The Downfall of Osen (折鶴お千, or Orizuru Osen) is a 1935 silent film directed by Kenji Mizoguchi, with benshi accompaniment. It stars Isuzu Yamada (who also appears in Mizoguchi’s 1936 films Osaka Elegy and Sisters of the Gion) and is based on a novel by Izumi Kyoka, which, as far as I know, hasn’t been translated into English.


This is one of Mizoguchi’s most acclaimed early films, but it didn’t hold my attention as much as The Water Magician, to which it’s similar in terms of themes: the maternal lover, the destitute and ostensibly asexual boy who dreams only of completing his education, and the woman’s total sacrifice of body and mind for the boy’s success. In The Water Magician, the heroine Shiraito (played by Takako Irie) ultimately sacrifices her very existence. Here, Mizoguchi takes a different route with Osen, having her descend into madness instead, driven past the brink as she tries to protect the boy from the corruption and evils of society.

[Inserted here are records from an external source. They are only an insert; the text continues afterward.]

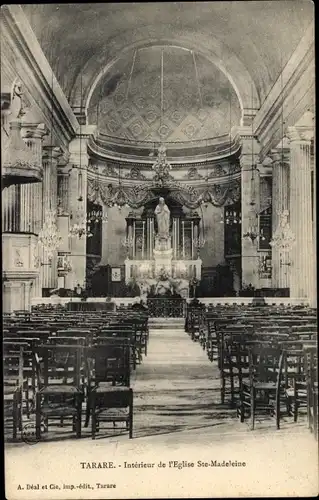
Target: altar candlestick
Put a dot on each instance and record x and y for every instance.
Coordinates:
(143, 234)
(183, 239)
(133, 239)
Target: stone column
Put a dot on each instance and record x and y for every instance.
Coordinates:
(249, 207)
(280, 203)
(302, 284)
(314, 232)
(78, 161)
(31, 194)
(51, 155)
(11, 209)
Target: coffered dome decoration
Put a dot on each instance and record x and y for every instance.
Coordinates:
(199, 102)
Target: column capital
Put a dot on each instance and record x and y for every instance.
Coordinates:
(279, 158)
(300, 135)
(303, 130)
(34, 130)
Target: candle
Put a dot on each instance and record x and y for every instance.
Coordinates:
(143, 232)
(133, 239)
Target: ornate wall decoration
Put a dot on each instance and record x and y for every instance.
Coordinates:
(136, 114)
(137, 195)
(135, 174)
(18, 262)
(109, 171)
(162, 167)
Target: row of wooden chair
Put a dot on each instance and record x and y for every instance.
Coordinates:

A couple of other things struck me. First, the narrative is nonlinear. It opens with the boy, now a man and a doctor, and Osen at a train station, where operations are temporarily halted by a sudden downpour. Neither realizes the other is there. Both are lost in their memories. Much of the film unfolds through flashbacks, which are themselves not chronological, and even includes a flashback within a flashback to a time before the station sequence. Toward the end, the story returns to the station before moving forward again. What?! This feels postmodern, but wasn't the postmodern narrative introduced in films a decade or two later? What other 1930s film does this?


Second, I’ve read enough about Mizoguchi to get the sense that critics tend to focus primarily on the female characters and their roles. But what about the men? Watching The Downfall of Osen, I started to imagine the Mizoguchi heroine as a pinball, knocked around until she ultimately drops out of play. The bumpers are different types of men: innocent, iniquitous, dutiful, immoral, religious. Our attention is on her as she navigates these forces, nurturing at times but always bearing the consequences of their largely self-serving actions. But Mizoguchi was surely just as aware of the roles and representations of men, and may have worked through his own ideas about desire, responsibility and moral conflict through them, as well as the impact of male behavior on women.



Mistress of a Foreigner


Mistress of a Foreigner (1930) (based on a novel by Gisaburo Juichiya) was also directed by Mizoguchi, but only around four minutes of it are known to exist. I watched what's left of the film after seeing The Downfall of Osen, and it's basically a dance performance set to music and book-ended by scenes of waves lapping a shoreline. Unfortunately there is very little information available in English or Japanese about this fragment or the film itself.